Il Consiglio dei ministri che si svolge nel pomeriggio di lunedì 26 gennaio a Palazzo Chigi ha all’ordine del giorno la dichiarazione dello stato di emergenza in relazione agli eccezionali eventi meteorologici che si sono verificati, a decorrere dal 18 gennaio 2026, nelle regioni Calabria, Sicilia e Sardegna. «Una prima ricognizione c’è e purtroppo si tende addirittura a superare il miliardo e mezzo di euro come danni diretti e indiretti, perché ogni giorno che passa naturalmente emergono danni non emergenti immediatamente. Quindi si tratta di danni non indifferenti». Lo ha detto il presidente della Regione Sicilia Renato Schifani, parlando con i giornalisti prima di partecipare, assieme ai governatori di Calabria e Sardegna, al Consiglio dei ministri che delibererà lo stato d’emergenza per le regioni colpite nei giorni scorsi dal maltempo. «Si è trattato un evento straordinario – ha aggiunto -, un evento che ha messo in ginocchio una parte turistico-alberghiera prioritaria della Sicilia, la zona di Taormina, per cui temiamo anche il crollo delle strutture turistiche in un centro che ha brillato in Sicilia come Pil di attrazione turistico-alberghiera».
Occhiuto: «300 milioni di danni per la Calabria»
«Ci sono circa 300 milioni di euro di danni per la Calabria, chiaramente è una stima di massima e ora stiamo facendo una ricognizione più puntuale». Lo ha detto il presidente della Regione Calabria e vicesegretario di Forza Italia, Roberto Occhiuto, parlando con i giornalisti fuori Palazzo Chigi prima di partecipare, con i governatori di Sicilia e Sardegna, al Consiglio dei ministri convocato per dichiarare lo stato d’emergenza per le regioni colpite nei giorni scorsi dal maltempo. «Ci aspettiamo che sia dichiarato lo stato d’emergenza, così come abbiamo chiesto con apposite delibere di giunta. Lo ha fatto la Calabria, lo hanno fatto anche le altre regioni – ha sottolineato -. Ci aspettiamo uno stanziamento iniziale per poter procedere ai lavori da svolgere in somma urgenza e anche qualche altro provvedimento con una dote finanziaria più consistente, che è difficile quantificare perché la quantificazione dei danni si sta facendo appunto in questi giorni in maniera puntuale». E ha spiegato: «A noi interessa che ci sia un provvedimento che assicuri che siano ristorati tutti quelli che hanno perso la loro attività.
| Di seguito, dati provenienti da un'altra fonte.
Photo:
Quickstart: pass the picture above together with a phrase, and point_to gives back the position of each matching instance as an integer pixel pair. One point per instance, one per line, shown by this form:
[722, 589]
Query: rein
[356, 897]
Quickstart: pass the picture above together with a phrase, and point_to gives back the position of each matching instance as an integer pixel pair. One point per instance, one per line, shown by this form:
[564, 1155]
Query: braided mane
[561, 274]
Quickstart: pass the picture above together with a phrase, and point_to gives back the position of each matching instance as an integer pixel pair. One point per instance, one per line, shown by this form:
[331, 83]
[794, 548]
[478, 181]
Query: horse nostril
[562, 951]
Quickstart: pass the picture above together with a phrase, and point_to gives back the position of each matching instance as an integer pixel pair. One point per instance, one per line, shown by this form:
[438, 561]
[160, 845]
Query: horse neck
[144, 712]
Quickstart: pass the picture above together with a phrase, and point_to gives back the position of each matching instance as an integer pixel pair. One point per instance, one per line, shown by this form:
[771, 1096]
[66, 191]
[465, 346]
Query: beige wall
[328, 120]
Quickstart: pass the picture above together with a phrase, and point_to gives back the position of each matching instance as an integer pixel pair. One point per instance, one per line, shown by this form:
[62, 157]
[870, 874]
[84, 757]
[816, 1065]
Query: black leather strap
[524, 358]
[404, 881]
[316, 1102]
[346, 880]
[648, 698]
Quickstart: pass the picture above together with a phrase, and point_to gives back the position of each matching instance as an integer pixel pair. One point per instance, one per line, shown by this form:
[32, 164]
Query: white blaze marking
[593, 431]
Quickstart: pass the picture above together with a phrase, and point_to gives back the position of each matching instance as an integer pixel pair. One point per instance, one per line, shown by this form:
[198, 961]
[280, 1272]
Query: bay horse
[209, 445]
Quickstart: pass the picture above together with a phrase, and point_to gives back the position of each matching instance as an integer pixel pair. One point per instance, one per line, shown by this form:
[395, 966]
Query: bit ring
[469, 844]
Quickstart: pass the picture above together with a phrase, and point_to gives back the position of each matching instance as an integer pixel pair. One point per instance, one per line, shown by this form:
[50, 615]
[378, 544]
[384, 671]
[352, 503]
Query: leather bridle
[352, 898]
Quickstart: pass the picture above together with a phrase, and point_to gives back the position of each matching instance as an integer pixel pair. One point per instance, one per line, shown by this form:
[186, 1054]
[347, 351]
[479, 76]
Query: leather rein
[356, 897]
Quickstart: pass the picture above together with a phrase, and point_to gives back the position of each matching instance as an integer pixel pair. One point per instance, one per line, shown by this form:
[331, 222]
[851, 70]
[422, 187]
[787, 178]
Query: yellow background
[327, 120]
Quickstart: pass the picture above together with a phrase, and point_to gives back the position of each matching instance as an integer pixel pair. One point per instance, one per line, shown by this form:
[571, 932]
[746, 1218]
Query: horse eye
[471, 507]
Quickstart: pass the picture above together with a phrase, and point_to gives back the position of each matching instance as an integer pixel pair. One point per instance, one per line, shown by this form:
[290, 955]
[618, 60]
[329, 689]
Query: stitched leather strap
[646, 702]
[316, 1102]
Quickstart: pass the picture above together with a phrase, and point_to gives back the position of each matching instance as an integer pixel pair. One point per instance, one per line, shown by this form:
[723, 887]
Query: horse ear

Io ho visto persone piangere perché il loro ristorante o la loro attività con la quale davano da mangiare alla famiglia non c’era più, per cui chiediamo che vengano innanzitutto ristorati questi danni». E in merito ai tempi ha detto: «Se si fa la dichiarazione di emergenza, come noi ci aspettiamo, possono essere molto veloci perché si va in deroga ad ogni vincolo ad ogni legge».